I was clinically diagnosed with depression in 2011 to the dismay of my mother, who is under the self-righteous belief that depression is non-existent. In her eyes, I have merely been a weak, self-absorbed child who wasn’t hit enough. The fact that I am a 28-year-old woman doesn’t even faze her; in her eyes, I’m still a child. Time and time again, I’ve been told that I am selfish and ungrateful. As a result, my own subconscious has been reinforcing the same misconstrued belief. I am weak. I have made myself as weak as possible which has only resulting in me proving my mother right. For example, I never lifted anything that was more than maybe 20 pounds until I started training in December of 2011. I wasn’t allowed to. And how could I? I was weak. This has been the mindset I held for a very long time.

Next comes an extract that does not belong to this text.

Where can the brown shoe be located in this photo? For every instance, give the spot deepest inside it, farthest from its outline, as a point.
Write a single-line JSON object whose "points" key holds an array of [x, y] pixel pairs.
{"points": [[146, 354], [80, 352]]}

My weakness hasn’t been limited to simple physical stuff. As a kid I was told that if I cry, I was weak. If I trusted in friends, I was weak. If I surrendered to peer pressure, I was weak. If I fell in love, it was a measure of weakness. Everything about me was weak. So I didn’t cry instead retreating into seclusion. I choose to have as few friends as possible. With these ideas implanted into my childhood, I figured I was better off alone. Being a hermit meant I wouldn’t be hurt. Instead of feeling good about the empathy or compassion that I felt for the world around me, I became cold. Distant. Til this day I cry other over two incidents where I could have possible helped someone in need but instead my mother told me to look away. Everything I have become has only demonstrated how weak I truly am. I allowed myself to fall in love. I chose to leave my house and eave on campus and what did that get me? A sexual assault and a boyfriend who was afraid that I would kill myself if he left.  I chose to leave the security of my own house and family; I chose to leave the thing that was telling me that I was weak. I was weak because I didn’t learn how to support myself in many ways. And now as an adult, I often feel overwhelmed in a crash course of coping techniques.

In the midst of my weakness I decided to seek help. Not for me personally but for the relationship that I had with Kevin. While in therapy, my beliefs started to change and as my trainer would say, I fell out of alignment. I no longer cared whether Kevin and I survived in a relationship. I started questioning myself but I wasn’t ready to address anything other than my relationship with Kevin. The relationship ultimately ended. Instead of being “us” or “we,” it was now me. I was helpless and lost and plagued by this misalignment.

I didn’t know what was wrong was. I had gotten out of a relationship with a man who I had loved for 8 years (I still wonder if I loved him), we had a deceased child, and I had survived, a bit broken but still I survived. I had become stronger as I no longer felt that suicide was the only answer to every problem that I faced. But something or really someone kept scratching at one of my unhealed wounds.

Christopher was pestering with a question that I didn’t want to answer. Each time he asked, I felt my blood boil. I wanted to yell at him. But I didn’t. And this continued until he became frustrated with me. How could I admit to anyone that No. I didn’t deserve happiness. At least I didn’t think I did.

My misalignment lies in the fact that everyone does deserve happiness. Everyone deserves to be strong not just have fake smiles. Everyone means including me. I deserve to be happy.

Now I just have to believe it because my ability to heal from my weakness comes from knowing, that I will heal.